MÜSLÜMAN KİMLİKLİ TÜRK ZULMETMEZ -1-

MÜSLÜMAN KİMLİKLİ TÜRK ZULMETMEZ -1-


“Ben bakıyorum; kim bana zulmediyor, dikkat ediyordum, onlar katiyen Türk değillerdir. Çünkü, hakiki Türklerde zulmetmek damarı yoktur…” Bediüzzaman. -1-

Hakiki Türk ve Zulmetmeyen Ruh

Tarih, milletlerin karakterini sadece zaferleriyle değil, aynı zamanda adalet anlayışlarıyla da şekillendirir. Türk milletinin binlerce yıllık geçmişine bakıldığında, adalet, merhamet ve hoşgörünün en temel değerler arasında olduğu görülür. “Ben bakıyorum; kim bana zulmediyor, dikkat ediyordum, onlar katiyen Türk değillerdir. Çünkü, hakiki Türklerde zulmetmek damarı yoktur…” sözü, bu tarihi karakterin en güzel özetlerinden biridir.

Türk’ün Adalet Anlayışı

Türk tarihinde, yönetim anlayışı her zaman adalet üzerine kurulmuştur. Orhun Yazıtları’ndan Osmanlı’nın hoşgörü politikalarına kadar birçok örnek, Türklerin zulmetmekten kaçındığını, bilakis adalet dağıtan bir millet olarak tanındığını gösterir.

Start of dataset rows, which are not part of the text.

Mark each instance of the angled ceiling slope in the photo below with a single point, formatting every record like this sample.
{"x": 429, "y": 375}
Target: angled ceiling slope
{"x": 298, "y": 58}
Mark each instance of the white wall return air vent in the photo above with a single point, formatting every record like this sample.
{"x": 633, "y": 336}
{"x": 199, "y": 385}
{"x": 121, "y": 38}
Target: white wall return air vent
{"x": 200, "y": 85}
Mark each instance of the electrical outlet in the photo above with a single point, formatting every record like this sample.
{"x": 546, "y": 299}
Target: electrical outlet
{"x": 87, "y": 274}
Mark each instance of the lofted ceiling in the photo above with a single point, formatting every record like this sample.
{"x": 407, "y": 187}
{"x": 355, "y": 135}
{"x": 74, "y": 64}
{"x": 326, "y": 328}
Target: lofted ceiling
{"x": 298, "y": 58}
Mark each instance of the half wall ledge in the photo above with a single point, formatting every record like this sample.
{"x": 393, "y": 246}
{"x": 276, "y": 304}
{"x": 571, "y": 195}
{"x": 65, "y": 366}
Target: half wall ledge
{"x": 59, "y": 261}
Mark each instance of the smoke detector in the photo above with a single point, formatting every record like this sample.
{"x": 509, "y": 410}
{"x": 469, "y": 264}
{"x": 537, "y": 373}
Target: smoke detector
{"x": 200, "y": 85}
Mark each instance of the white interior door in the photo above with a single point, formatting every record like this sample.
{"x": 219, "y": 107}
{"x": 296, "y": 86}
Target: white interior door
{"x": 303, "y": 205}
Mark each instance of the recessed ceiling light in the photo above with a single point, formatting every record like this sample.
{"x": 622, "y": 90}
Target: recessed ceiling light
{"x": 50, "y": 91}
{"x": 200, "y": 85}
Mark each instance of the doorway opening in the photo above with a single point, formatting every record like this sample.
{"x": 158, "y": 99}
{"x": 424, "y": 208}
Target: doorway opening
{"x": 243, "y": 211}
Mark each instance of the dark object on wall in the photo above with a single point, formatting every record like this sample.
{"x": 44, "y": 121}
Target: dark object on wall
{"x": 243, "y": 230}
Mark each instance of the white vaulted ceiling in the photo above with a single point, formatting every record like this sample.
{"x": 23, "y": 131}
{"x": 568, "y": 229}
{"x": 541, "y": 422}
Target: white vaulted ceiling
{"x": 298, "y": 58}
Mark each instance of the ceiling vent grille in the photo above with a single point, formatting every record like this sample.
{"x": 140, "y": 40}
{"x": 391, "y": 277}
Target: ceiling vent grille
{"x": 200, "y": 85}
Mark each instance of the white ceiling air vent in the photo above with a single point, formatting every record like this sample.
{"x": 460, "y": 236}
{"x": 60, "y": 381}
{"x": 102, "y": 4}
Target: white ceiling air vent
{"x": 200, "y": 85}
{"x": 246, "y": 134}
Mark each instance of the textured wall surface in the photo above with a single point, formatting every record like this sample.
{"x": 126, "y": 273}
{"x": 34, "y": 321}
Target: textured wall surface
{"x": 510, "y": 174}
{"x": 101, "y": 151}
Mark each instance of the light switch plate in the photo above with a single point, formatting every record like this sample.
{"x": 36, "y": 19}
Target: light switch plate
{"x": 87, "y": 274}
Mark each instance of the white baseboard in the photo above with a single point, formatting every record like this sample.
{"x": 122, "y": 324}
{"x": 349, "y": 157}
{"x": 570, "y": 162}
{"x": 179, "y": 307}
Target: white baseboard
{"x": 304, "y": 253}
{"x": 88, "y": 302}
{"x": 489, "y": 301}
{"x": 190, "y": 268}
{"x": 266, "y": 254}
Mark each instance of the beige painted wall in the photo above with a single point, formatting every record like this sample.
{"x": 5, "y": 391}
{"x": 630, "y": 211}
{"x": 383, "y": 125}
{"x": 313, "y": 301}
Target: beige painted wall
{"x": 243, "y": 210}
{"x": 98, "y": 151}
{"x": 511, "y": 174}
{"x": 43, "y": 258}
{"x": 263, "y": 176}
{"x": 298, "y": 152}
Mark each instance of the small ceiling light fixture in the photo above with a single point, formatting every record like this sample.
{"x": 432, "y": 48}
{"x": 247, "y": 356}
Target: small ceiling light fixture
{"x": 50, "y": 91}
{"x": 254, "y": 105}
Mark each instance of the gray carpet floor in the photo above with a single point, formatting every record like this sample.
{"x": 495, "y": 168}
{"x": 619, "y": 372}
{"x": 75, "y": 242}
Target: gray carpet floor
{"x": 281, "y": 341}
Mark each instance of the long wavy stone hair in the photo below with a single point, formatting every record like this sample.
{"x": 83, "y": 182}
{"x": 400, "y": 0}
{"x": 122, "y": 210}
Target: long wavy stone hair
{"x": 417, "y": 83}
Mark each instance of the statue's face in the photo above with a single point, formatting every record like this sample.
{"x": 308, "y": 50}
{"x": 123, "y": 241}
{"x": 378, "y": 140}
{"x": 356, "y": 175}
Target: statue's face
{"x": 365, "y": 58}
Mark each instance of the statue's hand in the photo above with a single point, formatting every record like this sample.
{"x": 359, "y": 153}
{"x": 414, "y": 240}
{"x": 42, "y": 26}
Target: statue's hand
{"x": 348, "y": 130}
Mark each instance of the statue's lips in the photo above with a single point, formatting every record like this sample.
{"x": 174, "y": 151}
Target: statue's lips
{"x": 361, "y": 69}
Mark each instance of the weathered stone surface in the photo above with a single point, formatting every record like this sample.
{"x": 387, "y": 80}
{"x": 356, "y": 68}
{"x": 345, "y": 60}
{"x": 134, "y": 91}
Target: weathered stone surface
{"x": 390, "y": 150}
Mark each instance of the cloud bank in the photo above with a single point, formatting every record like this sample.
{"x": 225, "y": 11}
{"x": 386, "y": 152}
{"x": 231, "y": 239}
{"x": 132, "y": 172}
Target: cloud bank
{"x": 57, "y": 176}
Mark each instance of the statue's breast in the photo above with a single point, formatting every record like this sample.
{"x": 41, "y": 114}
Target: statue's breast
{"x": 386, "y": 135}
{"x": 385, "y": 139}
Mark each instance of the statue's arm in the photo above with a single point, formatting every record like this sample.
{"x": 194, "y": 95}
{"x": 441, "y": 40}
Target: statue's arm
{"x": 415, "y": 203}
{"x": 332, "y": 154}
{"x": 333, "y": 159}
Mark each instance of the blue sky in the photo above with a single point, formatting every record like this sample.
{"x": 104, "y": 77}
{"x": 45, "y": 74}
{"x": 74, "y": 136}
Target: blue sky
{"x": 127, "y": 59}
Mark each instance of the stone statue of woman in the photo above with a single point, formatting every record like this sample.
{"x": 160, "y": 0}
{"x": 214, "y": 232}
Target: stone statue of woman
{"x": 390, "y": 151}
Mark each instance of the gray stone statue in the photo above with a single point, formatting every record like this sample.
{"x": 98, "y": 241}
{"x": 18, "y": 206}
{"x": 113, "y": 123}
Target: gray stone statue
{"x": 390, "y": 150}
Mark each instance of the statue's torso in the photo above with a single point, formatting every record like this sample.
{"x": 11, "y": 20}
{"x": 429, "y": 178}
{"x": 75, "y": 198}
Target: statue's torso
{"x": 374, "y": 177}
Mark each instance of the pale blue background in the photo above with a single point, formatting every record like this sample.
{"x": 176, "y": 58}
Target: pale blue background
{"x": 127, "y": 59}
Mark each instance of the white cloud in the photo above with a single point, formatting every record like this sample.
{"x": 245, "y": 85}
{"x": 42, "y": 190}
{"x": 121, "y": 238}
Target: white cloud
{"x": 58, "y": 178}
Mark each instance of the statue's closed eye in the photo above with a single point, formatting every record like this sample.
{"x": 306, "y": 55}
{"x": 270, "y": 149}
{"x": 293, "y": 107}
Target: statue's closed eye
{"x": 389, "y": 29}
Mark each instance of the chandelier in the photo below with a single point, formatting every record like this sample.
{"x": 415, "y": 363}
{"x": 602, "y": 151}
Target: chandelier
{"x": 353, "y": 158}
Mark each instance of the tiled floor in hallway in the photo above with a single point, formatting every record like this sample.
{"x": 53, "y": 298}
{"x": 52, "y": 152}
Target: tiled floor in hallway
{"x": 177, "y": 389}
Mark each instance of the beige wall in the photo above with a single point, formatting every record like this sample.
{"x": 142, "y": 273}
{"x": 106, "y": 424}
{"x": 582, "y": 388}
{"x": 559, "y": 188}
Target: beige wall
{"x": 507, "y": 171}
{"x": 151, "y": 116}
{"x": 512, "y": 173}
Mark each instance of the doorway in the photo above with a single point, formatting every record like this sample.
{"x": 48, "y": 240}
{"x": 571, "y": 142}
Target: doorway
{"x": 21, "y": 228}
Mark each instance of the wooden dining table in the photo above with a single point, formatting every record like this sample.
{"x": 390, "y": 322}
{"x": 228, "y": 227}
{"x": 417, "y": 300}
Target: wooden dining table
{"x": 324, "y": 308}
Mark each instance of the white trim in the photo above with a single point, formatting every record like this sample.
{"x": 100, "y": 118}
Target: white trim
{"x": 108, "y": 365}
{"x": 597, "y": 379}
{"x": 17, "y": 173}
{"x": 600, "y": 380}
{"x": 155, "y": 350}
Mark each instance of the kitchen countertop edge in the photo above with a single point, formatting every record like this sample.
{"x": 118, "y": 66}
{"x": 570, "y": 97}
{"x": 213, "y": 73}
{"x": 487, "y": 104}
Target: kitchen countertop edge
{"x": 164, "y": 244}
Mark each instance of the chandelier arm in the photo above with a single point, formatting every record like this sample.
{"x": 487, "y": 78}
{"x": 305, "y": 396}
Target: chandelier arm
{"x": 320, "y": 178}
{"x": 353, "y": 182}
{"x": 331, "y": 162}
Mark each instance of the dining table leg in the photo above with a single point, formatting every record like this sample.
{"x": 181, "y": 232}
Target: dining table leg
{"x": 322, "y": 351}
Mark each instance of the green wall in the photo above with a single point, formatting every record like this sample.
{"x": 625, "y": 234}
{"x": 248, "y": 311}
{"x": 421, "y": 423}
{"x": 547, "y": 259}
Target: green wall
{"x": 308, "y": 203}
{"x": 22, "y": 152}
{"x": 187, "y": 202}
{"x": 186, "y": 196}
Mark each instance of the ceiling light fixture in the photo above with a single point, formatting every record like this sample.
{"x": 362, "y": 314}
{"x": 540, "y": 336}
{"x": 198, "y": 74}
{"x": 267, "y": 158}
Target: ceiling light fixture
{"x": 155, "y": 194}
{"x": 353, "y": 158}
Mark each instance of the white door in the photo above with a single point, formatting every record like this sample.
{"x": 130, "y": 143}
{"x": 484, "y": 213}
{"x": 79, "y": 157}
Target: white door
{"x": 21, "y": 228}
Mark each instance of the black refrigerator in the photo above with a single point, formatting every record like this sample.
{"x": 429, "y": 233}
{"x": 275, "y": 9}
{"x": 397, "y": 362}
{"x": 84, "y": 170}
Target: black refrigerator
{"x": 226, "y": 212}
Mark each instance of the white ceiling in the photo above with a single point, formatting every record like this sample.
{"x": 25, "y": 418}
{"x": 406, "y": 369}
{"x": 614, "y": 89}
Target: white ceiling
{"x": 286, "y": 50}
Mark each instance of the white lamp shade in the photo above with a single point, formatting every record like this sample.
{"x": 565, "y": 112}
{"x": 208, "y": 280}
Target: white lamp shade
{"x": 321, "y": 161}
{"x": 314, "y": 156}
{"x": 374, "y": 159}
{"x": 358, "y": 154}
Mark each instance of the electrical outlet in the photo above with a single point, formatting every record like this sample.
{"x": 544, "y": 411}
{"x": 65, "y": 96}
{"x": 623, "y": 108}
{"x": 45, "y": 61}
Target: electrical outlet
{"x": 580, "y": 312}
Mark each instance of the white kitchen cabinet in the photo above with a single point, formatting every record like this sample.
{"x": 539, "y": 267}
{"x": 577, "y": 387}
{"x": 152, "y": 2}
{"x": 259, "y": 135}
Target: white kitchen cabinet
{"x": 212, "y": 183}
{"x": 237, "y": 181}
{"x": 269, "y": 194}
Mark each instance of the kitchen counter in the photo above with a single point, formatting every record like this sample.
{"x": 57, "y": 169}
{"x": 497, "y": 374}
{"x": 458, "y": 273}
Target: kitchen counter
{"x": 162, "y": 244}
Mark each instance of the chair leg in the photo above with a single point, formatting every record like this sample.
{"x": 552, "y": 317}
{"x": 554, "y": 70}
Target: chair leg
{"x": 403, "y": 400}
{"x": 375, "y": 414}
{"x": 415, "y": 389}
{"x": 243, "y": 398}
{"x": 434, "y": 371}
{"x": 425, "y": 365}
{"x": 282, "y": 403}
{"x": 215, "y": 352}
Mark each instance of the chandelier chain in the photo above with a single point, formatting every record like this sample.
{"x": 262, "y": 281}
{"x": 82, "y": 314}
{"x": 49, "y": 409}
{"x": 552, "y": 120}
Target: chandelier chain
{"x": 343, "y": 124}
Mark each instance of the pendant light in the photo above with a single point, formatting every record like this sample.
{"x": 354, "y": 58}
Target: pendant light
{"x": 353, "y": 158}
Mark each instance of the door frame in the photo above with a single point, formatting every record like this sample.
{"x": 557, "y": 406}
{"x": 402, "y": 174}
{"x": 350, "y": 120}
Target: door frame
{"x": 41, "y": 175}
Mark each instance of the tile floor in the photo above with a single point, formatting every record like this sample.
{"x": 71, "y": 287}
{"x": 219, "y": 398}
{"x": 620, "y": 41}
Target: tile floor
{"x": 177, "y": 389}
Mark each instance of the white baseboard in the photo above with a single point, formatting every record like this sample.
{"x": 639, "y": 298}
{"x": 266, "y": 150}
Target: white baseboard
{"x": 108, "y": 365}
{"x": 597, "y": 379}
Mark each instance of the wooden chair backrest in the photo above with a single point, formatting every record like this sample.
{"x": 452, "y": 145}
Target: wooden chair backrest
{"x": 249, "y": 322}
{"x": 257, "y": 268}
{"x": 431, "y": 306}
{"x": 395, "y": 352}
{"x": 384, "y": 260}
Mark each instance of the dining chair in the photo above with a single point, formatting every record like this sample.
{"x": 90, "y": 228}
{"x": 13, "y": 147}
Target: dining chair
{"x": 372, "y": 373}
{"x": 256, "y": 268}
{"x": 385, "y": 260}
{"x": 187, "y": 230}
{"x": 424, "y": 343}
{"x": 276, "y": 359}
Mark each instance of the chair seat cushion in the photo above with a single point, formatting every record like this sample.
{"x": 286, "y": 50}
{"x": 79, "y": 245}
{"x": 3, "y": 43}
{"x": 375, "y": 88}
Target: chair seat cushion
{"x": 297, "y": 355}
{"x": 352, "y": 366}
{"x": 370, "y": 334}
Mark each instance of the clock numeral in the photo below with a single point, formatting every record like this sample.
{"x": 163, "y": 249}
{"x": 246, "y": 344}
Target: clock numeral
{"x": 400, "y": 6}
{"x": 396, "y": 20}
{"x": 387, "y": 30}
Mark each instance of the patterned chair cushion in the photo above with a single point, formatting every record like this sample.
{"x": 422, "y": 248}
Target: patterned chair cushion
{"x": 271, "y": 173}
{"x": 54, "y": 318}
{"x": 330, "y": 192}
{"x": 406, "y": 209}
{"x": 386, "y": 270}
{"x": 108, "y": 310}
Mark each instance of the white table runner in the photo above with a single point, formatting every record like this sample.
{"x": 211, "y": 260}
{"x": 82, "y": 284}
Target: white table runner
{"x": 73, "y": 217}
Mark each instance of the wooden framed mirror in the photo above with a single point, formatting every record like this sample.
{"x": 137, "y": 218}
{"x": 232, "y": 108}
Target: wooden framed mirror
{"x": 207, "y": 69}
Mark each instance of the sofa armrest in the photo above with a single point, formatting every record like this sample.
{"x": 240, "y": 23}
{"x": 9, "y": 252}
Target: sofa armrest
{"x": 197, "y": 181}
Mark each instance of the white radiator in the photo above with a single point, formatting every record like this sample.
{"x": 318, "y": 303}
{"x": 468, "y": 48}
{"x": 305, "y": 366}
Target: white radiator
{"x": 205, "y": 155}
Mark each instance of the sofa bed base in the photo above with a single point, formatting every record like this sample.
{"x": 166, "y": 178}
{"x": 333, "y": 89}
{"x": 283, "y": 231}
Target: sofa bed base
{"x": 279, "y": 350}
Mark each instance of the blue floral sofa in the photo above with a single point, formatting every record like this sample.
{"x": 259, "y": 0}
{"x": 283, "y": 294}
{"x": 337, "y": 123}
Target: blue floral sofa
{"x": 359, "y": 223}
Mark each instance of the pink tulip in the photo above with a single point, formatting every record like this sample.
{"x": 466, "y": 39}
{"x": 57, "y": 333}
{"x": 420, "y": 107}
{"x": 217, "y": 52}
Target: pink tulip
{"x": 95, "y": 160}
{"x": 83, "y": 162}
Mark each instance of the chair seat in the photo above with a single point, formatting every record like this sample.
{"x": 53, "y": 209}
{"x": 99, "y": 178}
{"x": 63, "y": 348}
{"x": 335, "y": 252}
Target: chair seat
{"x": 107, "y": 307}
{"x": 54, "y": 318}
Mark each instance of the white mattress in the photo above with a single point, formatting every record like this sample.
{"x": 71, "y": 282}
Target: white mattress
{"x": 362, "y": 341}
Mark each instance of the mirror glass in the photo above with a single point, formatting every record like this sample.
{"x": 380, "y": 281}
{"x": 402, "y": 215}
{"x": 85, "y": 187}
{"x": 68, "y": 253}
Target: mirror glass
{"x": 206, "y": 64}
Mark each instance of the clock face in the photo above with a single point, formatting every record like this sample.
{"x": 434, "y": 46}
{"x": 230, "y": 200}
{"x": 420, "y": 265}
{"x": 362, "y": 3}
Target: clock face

Büyük Selçuklu Sultanı Melikşah’ın “Bizim devletimizde herkes dininde ve inancında serbesttir” sözü, Türklerin adalet anlayışını yansıtan önemli bir örnektir. Yine Osmanlı Devleti’nin kurucusu Osman Gazi’nin vasiyetinde yer alan “İnsanı yaşat ki devlet yaşasın” düsturu, yönetimde adaletin ne denli önemli olduğunu gösterir. Osmanlı’nın fethettiği topraklarda insanların dinlerine, dillerine ve kültürlerine dokunulmaması da bu anlayışın sonucudur.

Zulmeden Kimdir?

Hakiki Türk’ün zulmetmeyeceği fikri, aslında bir milletin öz değerlerini ve ahlaki kodlarını anlatır. Zulmetmek, adaletten sapmaktır. Tarih boyunca zalimlerin ortak özelliği, insani değerlerden uzak, bencil ve menfaatçi bir yaklaşım sergilemeleridir. Gerçek Türk, bu tür bir anlayışa sahip olamaz; çünkü Türklüğün mayasında vicdan, merhamet ve adalet vardır.

Zulmedenler, her zaman bireysel çıkarlarını toplumun huzurunun önüne koyanlardır. Onlar, makam ve servet hırsıyla gözleri kör olmuş, insaniyeti unutmuş olanlardır. Türk tarihine baktığımızda, zulmeden yöneticilerin eninde sonunda halk tarafından reddedildiğini, adaletten sapmanın uzun vadede yok oluşa sebep olduğunu görürüz.

Hakiki Türk Kimdir?

Hakiki Türk, mazluma kalkan olan, adaleti her şeyin üstünde tutan, düşmanına bile insanca davranan kişidir. Bu karakter, sadece devlet yönetiminde değil, gündelik hayatta da kendini gösterir. Bir Türk’ün ahlaki duruşu, onun zulmetmeyeceğini, bilakis haksızlığa karşı duracağını kanıtlar.

Bugün de gerçek bir Türk, hangi coğrafyada olursa olsun, mazlumun yanında durur, haksızlığa sessiz kalmaz ve zulmetmeyi bir insanlık suçu olarak görür. Hakiki Türk ruhu, asırlar boyunca ne Moğol istilalarında ne de modern çağın sömürgeci düzeninde zalimleşmemiştir.

Sonuç: Adaletin Mirası

Bu söz, sadece bir milletin karakterini anlatmakla kalmaz, aynı zamanda insan olmanın erdemini de hatırlatır. Zulmetmek, aslı ne olursa olsun, ahlaki zayıflıktan doğar. Hakiki Türk, zulmetmez; çünkü Türk ruhu, vicdanın, adaletin ve merhametin temsilcisidir.

Bu yüzden, bugün ve her zaman, zulmün kimden geldiğine değil, kimin adaleti savunduğuna bakılmalıdır. Hakiki Türk, her çağda adaletin yanında olan, mazlumu koruyan ve zalime karşı dimdik duran kişidir.

Zira, “Nerede Türk taifesi varsa Müslümandır. Müslümanlıktan çıkan veya Müslüman olmayan Türkler, Türklükten dahi çıkmışlardır (Macarlar gibi).”